Web UI
AgentEval includes a browser-based Web UI for managing projects, editing configurations, running evaluations with real-time progress, and viewing results. The frontend is embedded into the single binary via go:embed — no separate process or install is required.
Starting the Server
agent-eval serverOpen http://localhost:8080 in your browser. The server auto-discovers projects registered in ~/.agent-eval/projects.json.
Options
| Flag | Default | Description |
|---|---|---|
-p, --port | 8080 | Server listen port |
--home | ~/.agent-eval | Home directory for project registry |
# Custom port
agent-eval server -p 3000
# Custom home directory
agent-eval server --home /data/agent-evalAdding a Project
On first launch, the Web UI has no projects. Click "+ Add Project" in the sidebar project switcher and provide:
- Project Path — absolute path to an existing
agent-eval initdirectory (e.g.,/home/user/my-eval) - Project Name — auto-filled from the directory name, can be customized
The project is registered in ~/.agent-eval/projects.json. You can add multiple projects and switch between them from the sidebar dropdown.
Pages
Dashboard
Overview of the selected project:
- Summary cards — total runs, configs count, average pass rate, active runs
- Recent runs table — clickable rows to view detailed results, with pass rate, duration, and date
Configurations
YAML config editor with a file tree browser:
- File tree (left panel) — browse, create, and organize
.yamlconfig files and folders - Editor (center) — CodeMirror 6 with YAML syntax highlighting, real-time validation as you type
- Quick Insert (right panel) — one-click templates for agent, task, and grader blocks
- Reference (right panel) — available agent and grader types for quick lookup
Validation runs automatically on every edit and on file switch. Errors display inline above the editor.
Runs
Start and manage evaluation runs:
- New Run — select a config file and start an evaluation. You are redirected to the live run view.

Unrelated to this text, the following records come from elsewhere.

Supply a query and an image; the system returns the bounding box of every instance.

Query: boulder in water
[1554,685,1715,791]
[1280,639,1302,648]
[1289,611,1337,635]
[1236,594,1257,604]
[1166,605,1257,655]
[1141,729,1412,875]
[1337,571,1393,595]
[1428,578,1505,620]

- Active runs — cards with animated progress indicator, click to view live SSE stream
- Run history — table with suite name, agent type, pass rate (with mini progress bar), duration, and relative timestamps
- Compare — check any 2 runs, then click Compare to see a side-by-side diff with charts
Run Detail (Live)
Real-time view of an in-progress evaluation:
- Progress bar — animated gradient fill showing completion percentage
- Status badges — pass/fail/error counts update in real-time via SSE
- Log terminal — scrolling terminal-style log with color-coded lines (green for pass, red for errors, blue for start events)
- Cancel — stop a running evaluation at any time
Results
Detailed breakdown of a completed run:
- Summary cards — pass rate, average score, total trials, estimated cost
- Task results — expandable rows per task showing pass/fail/error counts, average score, and latency percentiles (P50/P90)
- Trial details — per-trial grades, scores, agent output, metadata, and transcript
Compare
Side-by-side comparison of two runs:
- Run meta cards — orange-accented (Run A) and indigo-accented (Run B) summary cards
- Bar chart — ECharts visualization comparing pass rate, avg score, pass@k, and pass^k
- Metrics table — numeric comparison with directional arrows (↑ improved, ↓ regressed)
- Per-task drill-down — expandable rows showing trial-level diffs, filterable by status (improved/regressed/unchanged)
Settings
Project information display:
- Project name, path, and database path